Apache mod_fcgid has hard coded limits for environment variables.
I learned this the hard way: Failures in production that weren't observed in development or testing. After a deployment, environment variables were randomly missing from mod_fcgid apps in production.
This was especially confusing to troubleshoot, because each fcgid process was missing different variables. For example, one thread generates SMS messages just fine, while another one throws errors about missing an api key. Different processes had dropped different environment variables!
Environment Variables with mod_fcgid
Apache protects your possibly sensitive operating system environment variables from your fcgid servers. A perfectly sensible design decision. By default, the application receives an empty environment.
The FcgidInitialEnv directive is used in an Apache configuration to set environment variables available to the fcgid server.
# Simple deployment of a perl Catalyst application under mod_fcgid
Alias / /opt/howdy-world/script/howdy_world_fastcgi.pl/
FcgidInitialEnv GOOGLE_API_KEY abcd-12345-efgh-67899
FcgidInitialEnv MAILGUN_ENABLED 1
FcgidInitialEnv MAILGUN_API_KEY ijkl-0987-mnop-6543
FcgidInitialEnv MAILGUN_DOMAIN mg.example.com
FcgidInitialEnv MAILGUN_SENDER Howdy <[email protected]>
Require all granted
Unexpected Hard Coded Limits
The configuration reference for FcgidInitialEnv neglects to mention the three hard coded limits of this feature. Reasonable. Many generations ago, when the code was written, you might be considered ridiculous to believe they were too low. After all, 640k is enough ram for anybody.
Here's the limits:
Maximum number of environment variables: 64, or 1024 in RHEL
The original source tree has this set as 64. Redhat increases this limit to 1024 at compile time from RHEL 8.4 according to their bugtracker.
Maximum size of environment variable key: 64 characters
I'm not sure what would happen if you attempted to exceed this limit. I presume your environment variable would be unavailable to your server.
Maximum size of environment variable value: 128 or 256 characters
On the trunk branch, this limit was updated from 128 to 256 characters in 2018 with commit 03b9832a. This change is not reflected in the changelog, from what I can tell. I didn't delve deep enough to know if the change has upstreamed, and if so when and what version. If somebody cares enough to figure that out, email me and I'll update this section.
Apache Error Log Message
[Wed Mar 30 12:52:50.188571 2022] [fcgid:warn] [pid 3844:tid 140189] [client 184.108.40.206:63534] mod_fcgid: 6 environment variables dropped; increase INITENV_CNT in fcgid_pm.h from 64 to at least 70, referer: https://howdy-world.example.com/
This log message is easy to miss, because it may not appear for every vhost when they all have their own log files. Or maybe it does, and I'm blind. I haven't circled back to confirm this. But I believe this message only appeared once, in the logs for the alphabetically first vhost using mod_fcgid.
Possible Solutions When Affected By These Limits
Reduce reliance on environment variables
This is what I'm going to do. The Perl Catalyst applications I have in production provide integrated config file tooling. I've been using environment variables a little excessively, in place of separate development/staging/testing/production application config files. Much of what I've configured with environment variables could happen elsewhere. I'll keep environment variables only for secrets and failsafe feature flag kill switches.

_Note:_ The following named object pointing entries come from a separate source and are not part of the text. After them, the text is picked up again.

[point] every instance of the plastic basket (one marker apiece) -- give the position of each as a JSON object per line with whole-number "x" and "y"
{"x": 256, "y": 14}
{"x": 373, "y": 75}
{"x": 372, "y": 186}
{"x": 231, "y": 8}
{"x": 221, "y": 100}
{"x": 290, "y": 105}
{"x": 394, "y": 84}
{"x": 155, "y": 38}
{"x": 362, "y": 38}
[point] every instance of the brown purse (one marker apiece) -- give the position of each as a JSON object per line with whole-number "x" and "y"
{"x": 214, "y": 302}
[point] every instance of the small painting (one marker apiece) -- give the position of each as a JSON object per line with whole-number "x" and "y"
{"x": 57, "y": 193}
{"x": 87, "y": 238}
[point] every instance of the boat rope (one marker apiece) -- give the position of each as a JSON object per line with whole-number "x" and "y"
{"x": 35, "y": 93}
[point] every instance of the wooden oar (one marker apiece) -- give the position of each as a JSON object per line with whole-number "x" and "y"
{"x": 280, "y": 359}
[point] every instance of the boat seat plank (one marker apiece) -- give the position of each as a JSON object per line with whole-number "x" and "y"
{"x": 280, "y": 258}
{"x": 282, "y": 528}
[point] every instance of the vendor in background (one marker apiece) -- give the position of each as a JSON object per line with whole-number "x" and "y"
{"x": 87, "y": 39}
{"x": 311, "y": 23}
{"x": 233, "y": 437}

Switch to a linux distro that increases these limits at compile time
Red Hat has helpfully done this. Not aware of others, but maybe.
Compile Apache from source in production
If you're not already doing this, for some Very Good Reason, that's a lot of technical debt to maintain. If you compile mod_fcgid from source, you can arbitrarily update the config values found in
fcgid_conf.h. Frustratingly, much of this config is exposed at runtime via config file directives... but not these.
If you found this post because environment variables were mysteriously missing from your fcgid application, now you know why. Thanks for dropping by!